Marcello met his second wife, Marina Wehde Kulbach, at an international conference in Berlin in 1971. Within two years, Marina joined Marcello in New York, along with her mother and young daughter Anja, whom Marcello eventually adopted. Their son Claudio was born there in 1976.

Throughout his over 20-year career in the United States, Siniscalco made a point of returning to his native Italy every summer for research purposes, specifically to the island of Sardinia. There, he took advantage of church genealogical records, as well as high incidences of complex diseases such as thalassemia and G6PD deficiency syndrome, to advance the field of population genetics. Siniscalco would move his family from New York to Sardinia for two to three months at a time. His summers consisted of data collection, often involving convincing sceptical shepherds in isolated mountain villages to allow him to take their families’ blood samples. Being the only "doctor" within reach led to some delicate situations, such as racing a woman in advanced labour down a windy and bumpy mountain road, fearing he might have to actually deliver her baby.

==Returning to Italy==

In July 1989, Siniscalco returned to Italy, enticed by a government program designed to lure back the leading expatriate scientists of his generation, including contemporaries such as his close friends Luigi Luca Cavalli-Sforza, Rita Levi-Montalcini and Renato Dulbecco. After almost 20 years of commuting to Sardinia for data collection, Siniscalco, recognized as a "world-class researcher," could finally pursue his dream to found and create a Sardinian Center for Studies of Genome Diversity in Porto Conte. He could now perform population studies of human molecular variation onsite on the island itself, rather than having to transport samples abroad. In order to maintain a link to the international community, however, Siniscalco organized close cooperation with the Imperial Cancer Research Fund Laboratory of the UK (1989–1994), where he was hosted by Sir Walter Bodmer. Marcello also played an important role in the development of the Human Genome Organisation (HUGO) in its early years, which had the added benefit of allowing his young family to reside in London while he commuted back and forth to Alghero, Sardinia.

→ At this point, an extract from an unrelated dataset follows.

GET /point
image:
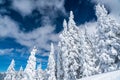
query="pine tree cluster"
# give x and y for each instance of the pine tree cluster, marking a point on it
(79, 54)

Siniscalco's vision was not only to improve efficiency by enabling local analysis of the Sardinian people's genome. He also sought to create a database of markers and mutations for complex diseases which could ultimately be made freely available to the general public via (then) nascent technologies such as the Internet (of which he was an extremely early adopter). Despite several entreaties and offers to explore financing from the venture capital/biotech community, and the commercial success of companies such as deCODE genetics in Iceland, Siniscalco always maintained that his research and the data gleaned from the Sardinian population should not be commercialized.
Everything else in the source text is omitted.